Om het mongodb+srv-schema te gebruiken, hebt u verschillende DNS-vermeldingen nodig:
- Forward lookup host (A) entry voor elke mongod node
- TXT-record voor het cluster
- SRV-record voor het cluster
Wanneer u 127.0.0.1 _mongodb._tcp.localhost
. toevoegt dat is in feite een hostrecord.
De inhoud van het SRV-record moet verschillende stukjes informatie bevatten, waaronder poortnummers en hostnamen voor de knooppunten die de service leveren.
Zie RFC 2782
of SRV-record
op wikipedia.
Een SRV-record voor een MongoDB-replicaset kan er als volgt uitzien:
_mongodb._tcp.mycluster.mydomain.com. 60 IN SRV 0 0 27017 mongohost1.mydomain.com.
_mongodb._tcp.mycluster.mydomain.com. 60 IN SRV 0 0 27017 mongohost2.mydomain.com.

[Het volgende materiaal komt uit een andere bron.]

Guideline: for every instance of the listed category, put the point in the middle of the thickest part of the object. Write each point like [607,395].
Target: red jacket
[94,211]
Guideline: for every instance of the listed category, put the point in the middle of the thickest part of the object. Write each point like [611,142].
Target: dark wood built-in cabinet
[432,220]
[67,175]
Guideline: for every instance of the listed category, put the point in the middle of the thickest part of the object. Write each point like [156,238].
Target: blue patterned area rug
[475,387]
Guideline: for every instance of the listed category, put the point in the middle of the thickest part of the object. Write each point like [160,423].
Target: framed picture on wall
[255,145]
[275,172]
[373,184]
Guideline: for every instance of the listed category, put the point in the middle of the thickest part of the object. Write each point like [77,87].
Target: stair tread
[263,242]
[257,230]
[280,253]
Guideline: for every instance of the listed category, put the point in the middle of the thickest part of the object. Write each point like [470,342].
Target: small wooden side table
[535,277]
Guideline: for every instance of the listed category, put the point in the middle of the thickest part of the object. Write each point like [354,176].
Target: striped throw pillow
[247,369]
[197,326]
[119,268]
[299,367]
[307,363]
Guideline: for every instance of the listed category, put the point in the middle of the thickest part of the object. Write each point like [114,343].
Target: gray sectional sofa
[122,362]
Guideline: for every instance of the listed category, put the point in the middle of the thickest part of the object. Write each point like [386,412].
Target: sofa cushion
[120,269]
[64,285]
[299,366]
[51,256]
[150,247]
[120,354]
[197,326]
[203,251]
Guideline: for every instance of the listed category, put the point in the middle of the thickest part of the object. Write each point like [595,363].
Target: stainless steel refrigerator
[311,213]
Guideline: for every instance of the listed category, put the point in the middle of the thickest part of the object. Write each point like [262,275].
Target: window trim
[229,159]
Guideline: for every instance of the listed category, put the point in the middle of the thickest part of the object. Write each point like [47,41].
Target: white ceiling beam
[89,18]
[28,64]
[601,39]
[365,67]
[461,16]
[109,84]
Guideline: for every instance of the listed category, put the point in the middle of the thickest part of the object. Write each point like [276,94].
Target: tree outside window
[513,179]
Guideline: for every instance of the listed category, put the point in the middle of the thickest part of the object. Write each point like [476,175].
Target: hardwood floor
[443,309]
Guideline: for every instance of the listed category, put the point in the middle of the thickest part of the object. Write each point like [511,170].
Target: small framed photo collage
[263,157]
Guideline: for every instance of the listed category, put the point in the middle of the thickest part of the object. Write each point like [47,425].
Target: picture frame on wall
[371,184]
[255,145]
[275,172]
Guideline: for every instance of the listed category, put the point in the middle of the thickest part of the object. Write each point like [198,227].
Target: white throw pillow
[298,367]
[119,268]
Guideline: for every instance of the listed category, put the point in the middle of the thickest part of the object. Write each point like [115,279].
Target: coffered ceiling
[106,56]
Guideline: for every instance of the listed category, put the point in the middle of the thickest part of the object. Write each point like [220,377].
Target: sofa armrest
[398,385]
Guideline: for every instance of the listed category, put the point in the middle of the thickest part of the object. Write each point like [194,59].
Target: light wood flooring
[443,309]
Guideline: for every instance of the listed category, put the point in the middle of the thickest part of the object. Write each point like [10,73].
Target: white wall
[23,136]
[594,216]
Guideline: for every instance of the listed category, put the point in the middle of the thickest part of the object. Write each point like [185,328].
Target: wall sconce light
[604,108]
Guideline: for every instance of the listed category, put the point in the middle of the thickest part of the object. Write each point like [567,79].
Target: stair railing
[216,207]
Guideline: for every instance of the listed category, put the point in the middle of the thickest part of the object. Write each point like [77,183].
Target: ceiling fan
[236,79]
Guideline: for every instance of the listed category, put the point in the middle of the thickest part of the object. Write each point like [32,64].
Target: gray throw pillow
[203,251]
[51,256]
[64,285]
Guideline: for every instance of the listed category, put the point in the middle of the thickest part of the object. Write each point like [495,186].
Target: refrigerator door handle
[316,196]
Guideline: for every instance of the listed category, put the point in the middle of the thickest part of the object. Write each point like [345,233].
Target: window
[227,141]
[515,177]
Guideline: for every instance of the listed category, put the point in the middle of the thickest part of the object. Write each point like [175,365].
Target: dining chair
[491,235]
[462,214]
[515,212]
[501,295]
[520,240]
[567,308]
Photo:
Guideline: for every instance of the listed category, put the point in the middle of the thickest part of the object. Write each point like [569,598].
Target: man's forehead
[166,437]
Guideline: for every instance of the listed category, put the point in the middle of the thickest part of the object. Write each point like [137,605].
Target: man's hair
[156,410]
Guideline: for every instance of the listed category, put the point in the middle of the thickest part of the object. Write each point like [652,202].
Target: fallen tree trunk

_mongodb._tcp.mycluster.mydomain.com. 60 IN SRV 0 0 27017 mongohost3.mydomain.com.
Van het TXT-record wordt verwacht dat het URI-opties voor de verbindingsreeks aangeeft, zoals "authSource=admin&replicaSet=myreplset"
.Merk op dat ssl=true
wordt niet expliciet gespecificeerd, maar wordt geïmpliceerd door het SRV-schema.
Deze blogbericht door een van de MongoDB-ontwikkelaars toen die functie werd geïntroduceerd, kan nuttig zijn.